I have a small coop and run. 4 chickens. Good layers. Been getting 4 eggs per day. The last few weeks one of them has been very inconsistent. I think the one not laying is not getting enough food. The others seem to be a group. Today i saw one on top of the chicken that's not laying, clawing at its back and with its beek on its neck. My friend said i need a bigger run. Thoughts?


----------



## robin416 (Sep 8, 2013)

It's entirely possible your friend is correct. Not enough space can cause behavior problems. 
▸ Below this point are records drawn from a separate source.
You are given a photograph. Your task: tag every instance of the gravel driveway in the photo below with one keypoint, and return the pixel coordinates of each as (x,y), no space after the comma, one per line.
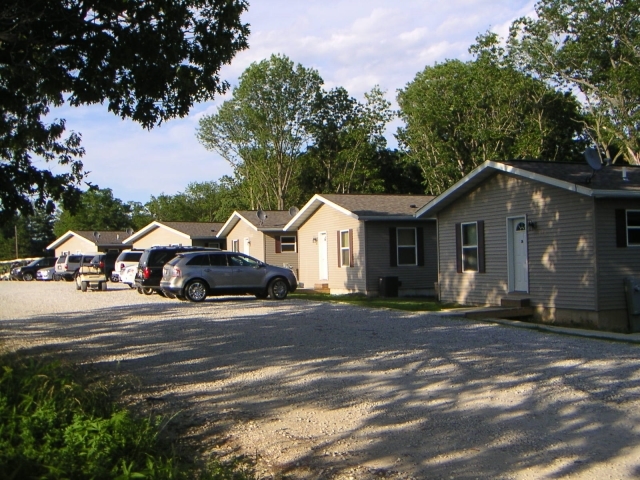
(327,391)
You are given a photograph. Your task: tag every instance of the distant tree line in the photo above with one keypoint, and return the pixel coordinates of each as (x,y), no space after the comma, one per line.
(568,79)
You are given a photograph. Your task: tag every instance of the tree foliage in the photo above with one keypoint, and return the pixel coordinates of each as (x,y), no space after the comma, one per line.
(262,130)
(97,209)
(200,202)
(592,47)
(460,114)
(35,232)
(148,61)
(348,137)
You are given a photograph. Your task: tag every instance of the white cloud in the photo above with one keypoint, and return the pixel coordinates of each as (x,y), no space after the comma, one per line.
(355,44)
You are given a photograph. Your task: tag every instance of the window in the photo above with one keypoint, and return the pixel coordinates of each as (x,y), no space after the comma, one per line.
(469,236)
(199,260)
(287,244)
(407,246)
(345,248)
(633,227)
(218,260)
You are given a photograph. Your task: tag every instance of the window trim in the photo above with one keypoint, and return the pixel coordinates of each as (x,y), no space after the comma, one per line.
(282,245)
(348,248)
(628,228)
(399,246)
(464,247)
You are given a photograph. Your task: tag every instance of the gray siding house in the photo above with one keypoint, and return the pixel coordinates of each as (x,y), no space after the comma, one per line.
(347,242)
(552,233)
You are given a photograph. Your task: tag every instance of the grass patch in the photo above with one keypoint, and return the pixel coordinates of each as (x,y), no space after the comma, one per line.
(57,423)
(410,304)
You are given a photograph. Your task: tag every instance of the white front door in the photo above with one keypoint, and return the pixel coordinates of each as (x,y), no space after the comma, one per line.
(323,256)
(518,262)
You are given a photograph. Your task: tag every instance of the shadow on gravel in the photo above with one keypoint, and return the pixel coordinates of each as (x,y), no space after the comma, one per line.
(443,397)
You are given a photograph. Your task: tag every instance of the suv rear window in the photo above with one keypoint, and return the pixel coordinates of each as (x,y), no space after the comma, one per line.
(130,257)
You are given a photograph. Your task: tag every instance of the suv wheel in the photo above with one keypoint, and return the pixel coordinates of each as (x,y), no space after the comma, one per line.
(196,291)
(278,289)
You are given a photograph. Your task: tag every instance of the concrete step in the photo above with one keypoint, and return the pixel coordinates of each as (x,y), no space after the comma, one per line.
(499,312)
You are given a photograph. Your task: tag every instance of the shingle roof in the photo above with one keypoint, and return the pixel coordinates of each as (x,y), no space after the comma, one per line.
(373,205)
(195,229)
(580,178)
(608,178)
(104,238)
(275,219)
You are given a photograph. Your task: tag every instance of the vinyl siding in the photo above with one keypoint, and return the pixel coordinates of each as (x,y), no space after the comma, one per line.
(614,264)
(242,231)
(413,278)
(341,279)
(561,250)
(283,258)
(76,245)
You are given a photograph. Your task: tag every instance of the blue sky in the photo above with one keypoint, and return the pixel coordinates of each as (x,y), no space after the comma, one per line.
(355,44)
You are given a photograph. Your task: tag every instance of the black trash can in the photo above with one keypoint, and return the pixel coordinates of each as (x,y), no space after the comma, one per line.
(388,286)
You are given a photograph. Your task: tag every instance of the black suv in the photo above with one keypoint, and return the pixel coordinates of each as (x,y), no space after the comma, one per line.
(28,272)
(151,263)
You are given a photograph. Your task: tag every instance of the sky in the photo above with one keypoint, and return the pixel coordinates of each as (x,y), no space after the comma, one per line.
(355,44)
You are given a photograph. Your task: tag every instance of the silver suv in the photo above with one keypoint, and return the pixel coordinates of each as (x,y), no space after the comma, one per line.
(194,275)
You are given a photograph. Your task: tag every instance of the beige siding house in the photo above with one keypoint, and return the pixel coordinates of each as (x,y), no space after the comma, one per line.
(197,234)
(89,242)
(264,238)
(346,243)
(543,232)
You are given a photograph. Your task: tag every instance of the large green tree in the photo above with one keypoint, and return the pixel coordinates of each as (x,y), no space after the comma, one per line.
(147,61)
(459,114)
(262,130)
(200,202)
(97,209)
(348,137)
(593,47)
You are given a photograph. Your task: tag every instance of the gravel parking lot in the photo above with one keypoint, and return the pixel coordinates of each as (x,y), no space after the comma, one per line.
(328,391)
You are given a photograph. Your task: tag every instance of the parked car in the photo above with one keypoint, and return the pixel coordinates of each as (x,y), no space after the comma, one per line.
(28,272)
(151,263)
(195,275)
(127,258)
(95,273)
(45,274)
(68,264)
(128,277)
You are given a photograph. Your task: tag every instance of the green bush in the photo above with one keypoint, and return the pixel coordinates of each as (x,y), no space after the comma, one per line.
(55,426)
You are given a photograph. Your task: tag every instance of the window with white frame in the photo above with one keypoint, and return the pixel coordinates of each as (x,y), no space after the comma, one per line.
(469,237)
(407,246)
(633,227)
(288,244)
(345,249)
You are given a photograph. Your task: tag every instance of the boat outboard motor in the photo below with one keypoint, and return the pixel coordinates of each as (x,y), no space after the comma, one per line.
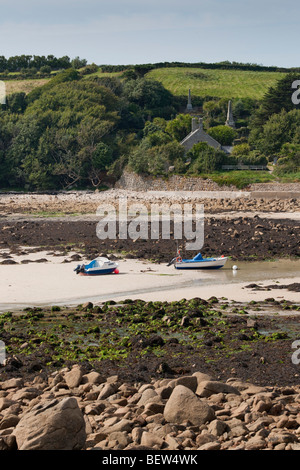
(79,269)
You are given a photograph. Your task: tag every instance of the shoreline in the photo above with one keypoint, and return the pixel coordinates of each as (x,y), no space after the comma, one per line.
(42,279)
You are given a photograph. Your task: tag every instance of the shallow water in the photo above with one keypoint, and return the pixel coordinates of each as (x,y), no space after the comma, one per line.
(55,283)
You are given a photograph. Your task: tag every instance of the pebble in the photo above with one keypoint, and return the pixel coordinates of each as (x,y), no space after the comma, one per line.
(167,414)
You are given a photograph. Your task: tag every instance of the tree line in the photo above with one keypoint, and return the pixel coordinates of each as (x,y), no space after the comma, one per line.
(79,132)
(49,62)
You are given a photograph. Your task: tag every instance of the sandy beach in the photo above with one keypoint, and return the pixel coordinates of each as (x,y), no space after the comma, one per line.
(54,282)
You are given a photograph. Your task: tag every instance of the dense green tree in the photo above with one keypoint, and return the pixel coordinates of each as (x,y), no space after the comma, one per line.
(205,159)
(179,127)
(223,134)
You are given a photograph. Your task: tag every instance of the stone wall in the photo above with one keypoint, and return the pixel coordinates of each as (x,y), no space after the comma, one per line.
(135,182)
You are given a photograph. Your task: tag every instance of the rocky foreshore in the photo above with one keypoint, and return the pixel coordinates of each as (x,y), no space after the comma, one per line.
(76,409)
(87,202)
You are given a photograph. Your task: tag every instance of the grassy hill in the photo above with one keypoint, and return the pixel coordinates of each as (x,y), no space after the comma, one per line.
(218,83)
(227,84)
(17,86)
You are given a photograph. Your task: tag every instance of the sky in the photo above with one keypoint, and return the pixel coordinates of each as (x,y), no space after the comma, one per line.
(126,32)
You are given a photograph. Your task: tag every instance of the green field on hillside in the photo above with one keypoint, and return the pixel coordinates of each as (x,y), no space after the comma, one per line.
(227,84)
(218,83)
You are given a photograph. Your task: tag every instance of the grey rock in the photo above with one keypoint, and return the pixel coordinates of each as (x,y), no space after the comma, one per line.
(184,405)
(52,425)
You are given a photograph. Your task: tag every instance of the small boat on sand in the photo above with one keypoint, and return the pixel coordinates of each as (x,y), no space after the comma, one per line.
(198,262)
(100,265)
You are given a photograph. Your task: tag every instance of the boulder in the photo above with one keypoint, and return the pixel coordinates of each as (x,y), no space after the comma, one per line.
(52,425)
(73,378)
(184,405)
(207,388)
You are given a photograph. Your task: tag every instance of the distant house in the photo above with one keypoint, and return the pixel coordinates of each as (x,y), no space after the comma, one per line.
(197,133)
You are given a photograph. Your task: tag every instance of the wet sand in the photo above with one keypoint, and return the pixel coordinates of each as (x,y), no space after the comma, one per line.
(54,282)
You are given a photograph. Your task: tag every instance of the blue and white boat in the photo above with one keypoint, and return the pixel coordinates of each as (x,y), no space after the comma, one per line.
(100,265)
(198,262)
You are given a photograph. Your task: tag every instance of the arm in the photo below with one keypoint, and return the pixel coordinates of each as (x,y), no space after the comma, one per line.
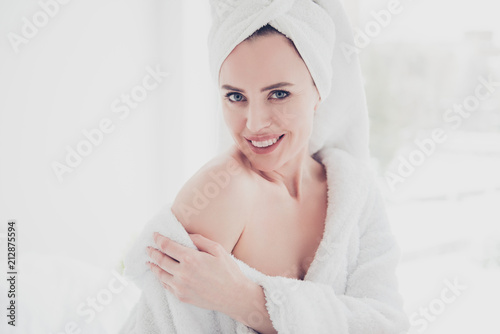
(370,303)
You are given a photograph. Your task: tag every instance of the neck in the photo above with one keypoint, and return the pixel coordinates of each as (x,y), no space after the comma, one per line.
(295,174)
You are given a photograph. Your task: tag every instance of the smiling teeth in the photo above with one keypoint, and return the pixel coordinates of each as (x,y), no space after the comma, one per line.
(264,143)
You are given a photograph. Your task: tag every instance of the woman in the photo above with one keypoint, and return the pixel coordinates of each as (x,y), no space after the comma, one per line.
(290,231)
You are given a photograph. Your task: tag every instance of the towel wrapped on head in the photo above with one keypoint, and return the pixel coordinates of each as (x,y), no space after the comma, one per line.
(317,29)
(350,287)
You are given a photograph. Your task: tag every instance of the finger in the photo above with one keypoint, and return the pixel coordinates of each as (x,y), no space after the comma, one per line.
(171,248)
(206,245)
(165,262)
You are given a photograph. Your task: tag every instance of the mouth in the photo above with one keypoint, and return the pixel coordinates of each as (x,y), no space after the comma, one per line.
(265,143)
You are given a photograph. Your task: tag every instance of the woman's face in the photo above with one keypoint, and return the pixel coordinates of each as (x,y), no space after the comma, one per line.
(267,92)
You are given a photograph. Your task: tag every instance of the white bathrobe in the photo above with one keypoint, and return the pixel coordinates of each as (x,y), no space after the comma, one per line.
(350,286)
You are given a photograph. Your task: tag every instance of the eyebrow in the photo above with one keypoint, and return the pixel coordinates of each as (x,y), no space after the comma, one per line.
(273,86)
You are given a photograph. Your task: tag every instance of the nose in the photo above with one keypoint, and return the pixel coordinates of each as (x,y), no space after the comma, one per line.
(258,117)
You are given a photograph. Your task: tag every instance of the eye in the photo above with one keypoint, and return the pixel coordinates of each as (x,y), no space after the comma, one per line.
(234,97)
(280,94)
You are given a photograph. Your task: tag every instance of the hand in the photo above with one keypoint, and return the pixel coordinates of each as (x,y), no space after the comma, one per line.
(207,278)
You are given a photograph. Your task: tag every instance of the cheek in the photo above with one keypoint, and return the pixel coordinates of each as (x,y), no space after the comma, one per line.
(233,119)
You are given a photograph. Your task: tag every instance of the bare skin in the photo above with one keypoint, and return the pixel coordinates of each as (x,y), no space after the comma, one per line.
(267,210)
(282,232)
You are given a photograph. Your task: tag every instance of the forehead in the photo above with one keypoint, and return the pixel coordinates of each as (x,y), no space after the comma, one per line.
(265,60)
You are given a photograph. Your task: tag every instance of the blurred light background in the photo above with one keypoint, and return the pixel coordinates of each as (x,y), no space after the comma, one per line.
(67,77)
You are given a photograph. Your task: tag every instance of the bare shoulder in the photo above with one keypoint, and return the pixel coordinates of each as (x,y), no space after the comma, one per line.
(213,201)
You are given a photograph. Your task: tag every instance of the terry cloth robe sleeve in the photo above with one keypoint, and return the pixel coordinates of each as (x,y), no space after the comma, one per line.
(370,303)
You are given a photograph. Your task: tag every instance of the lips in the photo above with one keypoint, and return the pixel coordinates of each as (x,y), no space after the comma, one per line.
(264,137)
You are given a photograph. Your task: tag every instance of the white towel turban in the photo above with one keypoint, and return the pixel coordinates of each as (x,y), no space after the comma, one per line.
(318,29)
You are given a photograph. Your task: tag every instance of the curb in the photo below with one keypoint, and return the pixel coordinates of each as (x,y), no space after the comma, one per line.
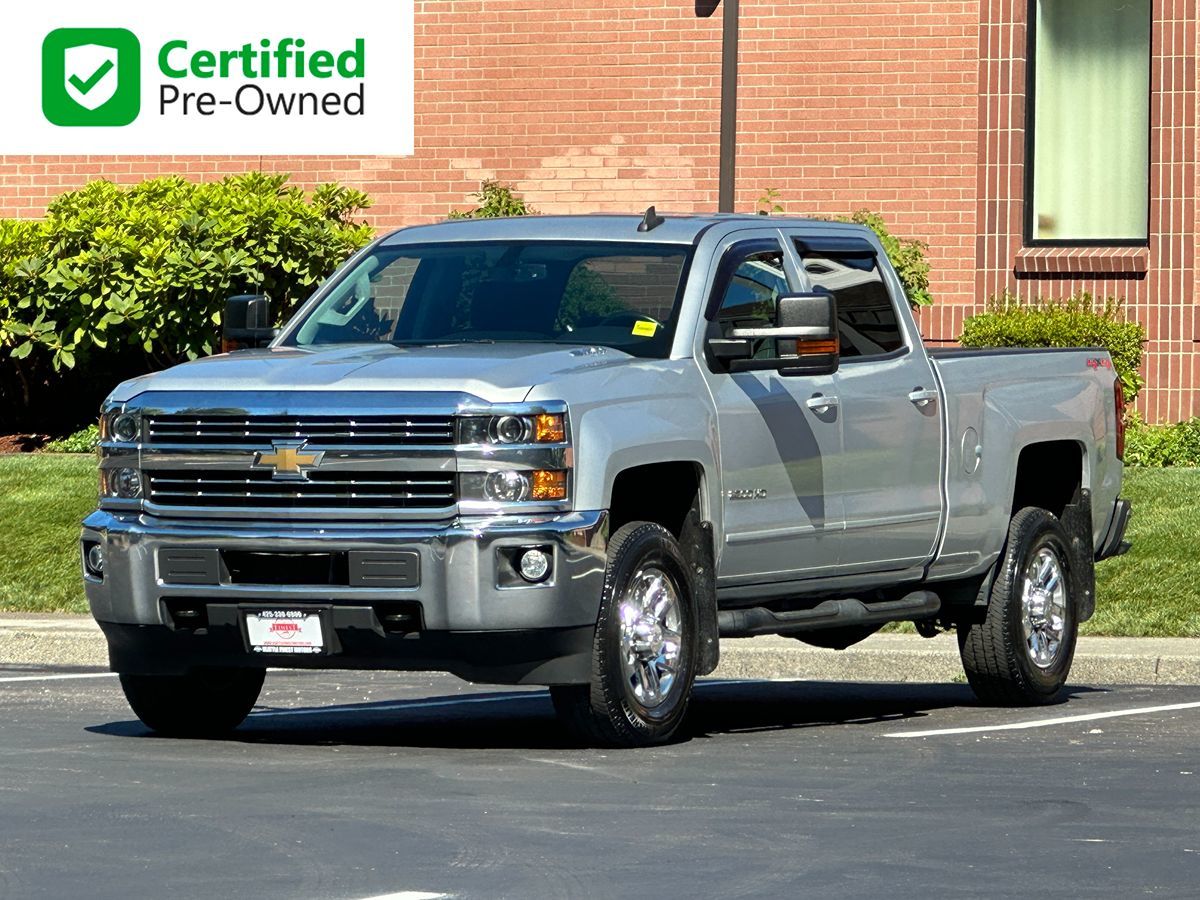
(77,641)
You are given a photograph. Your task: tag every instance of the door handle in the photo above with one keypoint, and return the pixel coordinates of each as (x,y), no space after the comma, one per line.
(923,397)
(820,403)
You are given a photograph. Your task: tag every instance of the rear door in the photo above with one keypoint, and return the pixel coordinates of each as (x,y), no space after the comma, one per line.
(777,447)
(889,473)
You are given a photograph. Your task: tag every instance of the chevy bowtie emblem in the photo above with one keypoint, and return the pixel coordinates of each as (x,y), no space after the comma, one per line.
(288,460)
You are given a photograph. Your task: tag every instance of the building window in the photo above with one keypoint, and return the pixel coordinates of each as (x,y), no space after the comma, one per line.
(1089,131)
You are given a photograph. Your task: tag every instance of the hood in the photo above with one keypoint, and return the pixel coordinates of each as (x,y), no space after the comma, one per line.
(495,372)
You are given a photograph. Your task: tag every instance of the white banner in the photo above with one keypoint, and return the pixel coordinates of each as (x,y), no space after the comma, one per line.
(216,77)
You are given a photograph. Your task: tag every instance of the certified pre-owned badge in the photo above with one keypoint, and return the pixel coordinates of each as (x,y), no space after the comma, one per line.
(288,460)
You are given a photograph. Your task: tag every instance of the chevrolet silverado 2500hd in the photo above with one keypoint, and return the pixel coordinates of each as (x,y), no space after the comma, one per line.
(577,451)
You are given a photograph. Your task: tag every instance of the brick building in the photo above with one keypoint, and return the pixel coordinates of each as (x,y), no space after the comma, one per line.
(921,109)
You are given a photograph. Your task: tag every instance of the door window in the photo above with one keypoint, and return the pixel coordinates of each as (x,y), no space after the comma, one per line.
(754,280)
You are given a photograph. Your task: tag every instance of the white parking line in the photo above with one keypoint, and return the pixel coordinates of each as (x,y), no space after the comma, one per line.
(1044,723)
(58,678)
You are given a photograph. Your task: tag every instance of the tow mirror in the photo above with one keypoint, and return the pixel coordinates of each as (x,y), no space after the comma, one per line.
(804,335)
(246,323)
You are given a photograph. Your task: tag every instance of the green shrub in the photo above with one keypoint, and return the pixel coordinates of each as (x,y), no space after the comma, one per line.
(82,442)
(495,201)
(144,270)
(1163,445)
(907,257)
(1075,322)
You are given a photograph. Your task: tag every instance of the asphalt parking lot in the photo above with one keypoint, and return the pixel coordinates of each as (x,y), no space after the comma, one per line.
(360,785)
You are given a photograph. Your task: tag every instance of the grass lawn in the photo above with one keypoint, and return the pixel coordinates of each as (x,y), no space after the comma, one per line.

Without knowing the size of their coop and the size of their run it's hard to know for certain what is going on. 

You can pull the aggressor out, put her in a place she can't see the others to see if that doesn't adjust her attitude.


----------



## Ngt (Dec 31, 2016)

The run is only 2 ft by 8 ft, @ about 4ft tall. Plus under the 3 1/2 by 4ft coop. Not much room to roam. I'll take the aggressor out tomorrow and see. Thanks forthe advice!


----------



## seminole wind (Aug 22, 2015)

You need a bigger pen.


----------



## robin416 (Sep 8, 2013)

I agree with Karen, they need more space. Boredom and tight quarters can cause all sorts of emotional problems with these guys.


----------



## dawg53 (Aug 25, 2015)

I agree, expansion is best. In the meantime, hang a head of cabbage in the pen for them to peck at. That'll distract them for sure.


----------



## Ngt (Dec 31, 2016)

Ok, after the rain I'll get to building.


----------